When I ask people on book dates my first question is always, where do you go to buy your books? With New York having so many bookstores the answers often vary, but for the first time, I had a repeat and it was the same bookstore as the last one! This time, I went on a date with interdisciplinary artist Turiya Adkins who I met at a talk she gave about her show More Than A Notion at the Hannah Traore Gallery. She was in conversation with Camille and they talked about her artistic process and how to know when a work is finished. That talk blew my mind open and helped me better understand my work in progress. Anyway, we headed to 192 Books in Chelsea and talked about poetry, art-making, and her JSTOR habit. Read about our date below.
Content warning: Mentions of suicide as it relates to Turiya’s current research.

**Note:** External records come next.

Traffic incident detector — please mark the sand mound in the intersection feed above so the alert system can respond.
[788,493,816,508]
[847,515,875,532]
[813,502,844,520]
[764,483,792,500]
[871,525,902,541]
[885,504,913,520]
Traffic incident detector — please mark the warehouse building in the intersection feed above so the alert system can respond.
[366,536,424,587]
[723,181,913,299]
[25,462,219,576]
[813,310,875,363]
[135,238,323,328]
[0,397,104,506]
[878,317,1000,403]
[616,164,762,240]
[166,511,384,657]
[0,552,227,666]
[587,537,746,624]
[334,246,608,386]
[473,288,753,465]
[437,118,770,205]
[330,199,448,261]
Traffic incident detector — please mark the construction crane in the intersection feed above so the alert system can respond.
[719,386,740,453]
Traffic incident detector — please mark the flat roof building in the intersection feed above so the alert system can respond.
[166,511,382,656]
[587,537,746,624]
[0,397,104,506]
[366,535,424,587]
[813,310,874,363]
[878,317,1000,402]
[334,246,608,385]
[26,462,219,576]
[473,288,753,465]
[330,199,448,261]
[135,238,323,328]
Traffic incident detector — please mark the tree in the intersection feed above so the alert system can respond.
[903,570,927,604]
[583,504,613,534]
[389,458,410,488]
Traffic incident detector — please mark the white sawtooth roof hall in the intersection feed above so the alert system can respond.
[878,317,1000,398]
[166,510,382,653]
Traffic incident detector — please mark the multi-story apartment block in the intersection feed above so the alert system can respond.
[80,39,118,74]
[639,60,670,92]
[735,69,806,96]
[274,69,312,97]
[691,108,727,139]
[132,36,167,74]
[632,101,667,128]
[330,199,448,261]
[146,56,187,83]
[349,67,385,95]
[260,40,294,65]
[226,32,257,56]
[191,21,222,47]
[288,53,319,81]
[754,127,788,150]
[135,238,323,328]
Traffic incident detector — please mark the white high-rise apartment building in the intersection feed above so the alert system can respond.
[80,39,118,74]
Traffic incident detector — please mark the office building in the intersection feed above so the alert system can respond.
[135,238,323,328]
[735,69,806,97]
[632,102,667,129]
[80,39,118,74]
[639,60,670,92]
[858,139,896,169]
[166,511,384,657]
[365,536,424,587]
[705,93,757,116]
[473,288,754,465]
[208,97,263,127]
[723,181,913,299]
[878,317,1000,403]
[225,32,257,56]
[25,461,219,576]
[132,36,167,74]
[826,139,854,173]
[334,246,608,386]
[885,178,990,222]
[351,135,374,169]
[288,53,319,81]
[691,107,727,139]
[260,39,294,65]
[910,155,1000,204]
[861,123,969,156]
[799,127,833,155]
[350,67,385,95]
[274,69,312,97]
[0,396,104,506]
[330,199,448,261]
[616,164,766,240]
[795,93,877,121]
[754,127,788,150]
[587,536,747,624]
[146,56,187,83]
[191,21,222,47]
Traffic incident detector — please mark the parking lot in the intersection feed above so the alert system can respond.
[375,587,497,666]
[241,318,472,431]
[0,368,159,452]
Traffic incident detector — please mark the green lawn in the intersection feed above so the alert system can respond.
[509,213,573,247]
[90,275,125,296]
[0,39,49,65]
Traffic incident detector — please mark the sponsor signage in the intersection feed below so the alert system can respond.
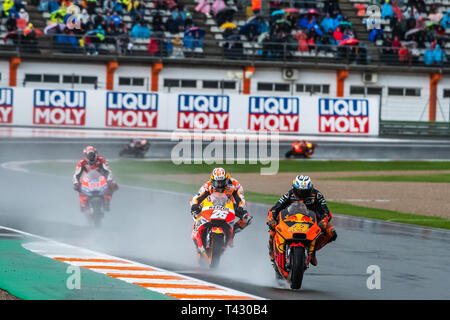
[106,92,158,128]
[248,97,300,132]
[177,94,230,130]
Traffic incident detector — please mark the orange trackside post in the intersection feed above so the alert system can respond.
[242,67,255,94]
[106,61,119,90]
[428,73,442,121]
[9,57,22,87]
[336,70,348,97]
[150,62,163,92]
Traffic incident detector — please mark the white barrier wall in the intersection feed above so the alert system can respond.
[0,88,379,135]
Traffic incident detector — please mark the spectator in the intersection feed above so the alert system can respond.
[333,27,344,44]
[195,0,211,18]
[398,46,410,64]
[2,0,14,17]
[19,8,30,22]
[441,11,450,29]
[433,44,445,67]
[108,11,122,26]
[6,13,17,31]
[320,13,334,31]
[130,22,151,39]
[428,5,444,23]
[172,34,184,58]
[381,0,394,19]
[423,45,434,66]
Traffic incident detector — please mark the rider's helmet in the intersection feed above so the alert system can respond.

Can you state your name for the record?
Oh that’s a fun middle name.
I know, it’s not after Shakespeare. It’s my great aunt’s maiden name. I love it.
What do you do?
I’m a painter, an artist, a printer, a screen printer. An interdisciplinary artist.
Where are you from?
I grew up in Brooklyn and still live there. Clinton Hill. My mom still lives in the house I grew up in. In terms of Black ownership it means a lot but also in terms of my personal history it’s very special to me to be able to go sit in my childhood bedroom.
How has being from Brooklyn shaped you?
I got a sense of independence from a very early age, which I really cherish. It wasn’t until I went to undergrad and met so many people not from New York that I and realized how much my parents blessed me with raising me here.
Have you ever read a book that feels like home?
The Duino Elegies by Rainer Maria Rilke. Those are very much my home. It’s a book I can come back to. I use different colored pens every time I come back to it. I have a little key of my annotations from high school, college, and end of college. It's interesting to see the way they interact as well as how my understanding of these elegies changes in regard to what I'm researching at the moment. Right now I'm doing research on black suicides and the history. I now have a new understanding of this concept for ‘How Every Angel is Terrifying’ relates to the rhetoric around suicide within the Black community.
What are your earliest reading memories?
My favorite book when I was little was Yoko. It’s about a little cat that brought sushi to school and no one wanted to eat it and this one boy ate it with her. It’s a really cute story about trying new things. I made my mom read it to me every single night. After that, my earliest reading memories are a lot of poetry, art catalogs, and magazines. The Studio Museum magazine is something I always had in my house. I loved to collage with the images. I would read and then cut it up. In high school it was Topdog/Underdog. Then the Eva Hesse diaries. It’s more than what’s inside the book. I got my first copy at the Frieze gift shop when I was 13. I used to go every Mother’s Day. It tracks her relationship with her art, which I feel like we don't have enough of.
How many books did you read last year?
Probably not enough.
Do you have a favorite book from last year or the current one?
Last year it was Impossible Stories on the Space and Time of Black Destructive Creation by John Marillo III. That book really changed my outlook on my show on More Than A Notion. It's about the fragmentation of Black life. It's about destructive creation and creative destruction and kind of what that means for Black folk. It really deepened my understanding of my own material investigations. My understanding of when paintings are finished definitely changed in terms of destroying some of my creations to find new creations and to find what lies underneath. So I look a lot at my old work or work that's been complete for some years and think about what it would be like to go back into them through this kind of creative destruction and destructive creation. This year it’ll probably be Black No More by George Schuyler. It’s about this scientist that figures out how to turn Black people white and the book follow’s the main character’s experience becoming white and how he's able to navigate the world differently. It's a little bit sci-fi and really beautiful.
Who in your life has the best reading taste?
Probably Camille [Bacon]. When I met her and we started talking she started throwing out references and I was like okay this is crazy. She’s like JSTOR. I could have a conversation with her and by the end she’s given me four or five book recommendations. And then the next time I come back and I tell her I read that one, she gives me more. I was also able to organize my boss’s library, which was outstanding. I got to take photos of a lot of different books. In February I read this book about Francis Bacon and it's actually just the transcripts of his interviews with David Sylvester. I've seen the videos on YouTube, but to have it in writing was really amazing. My favorite line of that was when he was talking about his paintings and the way he approaches them and he said, the will to lose one's will.I think about that a lot when I'm in the studio. Letting go of your intentions. He made me want to become a painter. I was super little and I saw one of his Pope paintings and I was like, wow, the way that he's able to manipulate paint is something else.